La tour-hôtel de Wavre refait surface, nouvelle demande de permis après les élections

La tour-hôtel reliftée serait moins haute mais plus large que la première.
La tour-hôtel reliftée serait moins haute mais plus large que la première. - © Tous droits réservés

Le projet de tour-hôtel verra-t-il le jour à Wavre, sur le site de l’ancienne vinaigrerie juste à côté de l’autoroute E411? Les promoteurs ont rencontré les autorités communales cette semaine pour faire le point sur le dossier.
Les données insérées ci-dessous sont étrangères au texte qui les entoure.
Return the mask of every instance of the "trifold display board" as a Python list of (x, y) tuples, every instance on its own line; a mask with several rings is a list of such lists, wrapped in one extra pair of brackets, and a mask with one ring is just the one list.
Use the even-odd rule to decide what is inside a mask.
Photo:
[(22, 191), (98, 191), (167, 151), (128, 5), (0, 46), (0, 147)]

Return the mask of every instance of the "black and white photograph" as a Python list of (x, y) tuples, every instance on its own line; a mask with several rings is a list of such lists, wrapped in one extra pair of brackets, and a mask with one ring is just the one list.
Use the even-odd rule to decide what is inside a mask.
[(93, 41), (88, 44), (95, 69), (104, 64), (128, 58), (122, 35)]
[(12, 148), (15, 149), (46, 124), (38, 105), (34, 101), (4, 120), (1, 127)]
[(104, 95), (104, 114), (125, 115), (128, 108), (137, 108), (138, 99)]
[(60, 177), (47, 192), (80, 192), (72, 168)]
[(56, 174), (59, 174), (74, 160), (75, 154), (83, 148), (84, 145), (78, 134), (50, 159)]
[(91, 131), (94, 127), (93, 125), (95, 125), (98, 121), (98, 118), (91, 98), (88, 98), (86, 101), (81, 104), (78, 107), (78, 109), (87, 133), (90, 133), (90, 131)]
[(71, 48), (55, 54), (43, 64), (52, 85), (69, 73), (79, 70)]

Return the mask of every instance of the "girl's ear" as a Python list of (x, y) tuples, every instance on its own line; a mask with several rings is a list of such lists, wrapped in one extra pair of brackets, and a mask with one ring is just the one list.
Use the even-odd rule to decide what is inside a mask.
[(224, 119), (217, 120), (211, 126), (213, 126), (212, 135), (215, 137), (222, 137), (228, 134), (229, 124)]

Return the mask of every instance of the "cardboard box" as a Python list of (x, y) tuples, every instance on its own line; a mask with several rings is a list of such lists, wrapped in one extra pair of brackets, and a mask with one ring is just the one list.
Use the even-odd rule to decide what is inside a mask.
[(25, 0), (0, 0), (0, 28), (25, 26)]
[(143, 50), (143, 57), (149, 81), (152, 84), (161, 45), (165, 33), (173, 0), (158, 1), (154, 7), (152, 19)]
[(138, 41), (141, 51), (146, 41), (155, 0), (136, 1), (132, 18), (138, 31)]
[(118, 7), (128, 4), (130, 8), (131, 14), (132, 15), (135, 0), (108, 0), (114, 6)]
Et ils comptent bien déposer prochainement une nouvelle demande de permis.

Cette demande sera introduite juste après les élections communales. Pas question de risquer de polluer la campagne avec un dossier sensible, potentiellement explosif pour la majorité. On se souvient qu’en 2017, le permis que la ville avait accordé pour la construction de cet hôtel avait été sèchement recalé par le ministre wallon Carlo Di Antonio, après le dépôt d’une série de recours.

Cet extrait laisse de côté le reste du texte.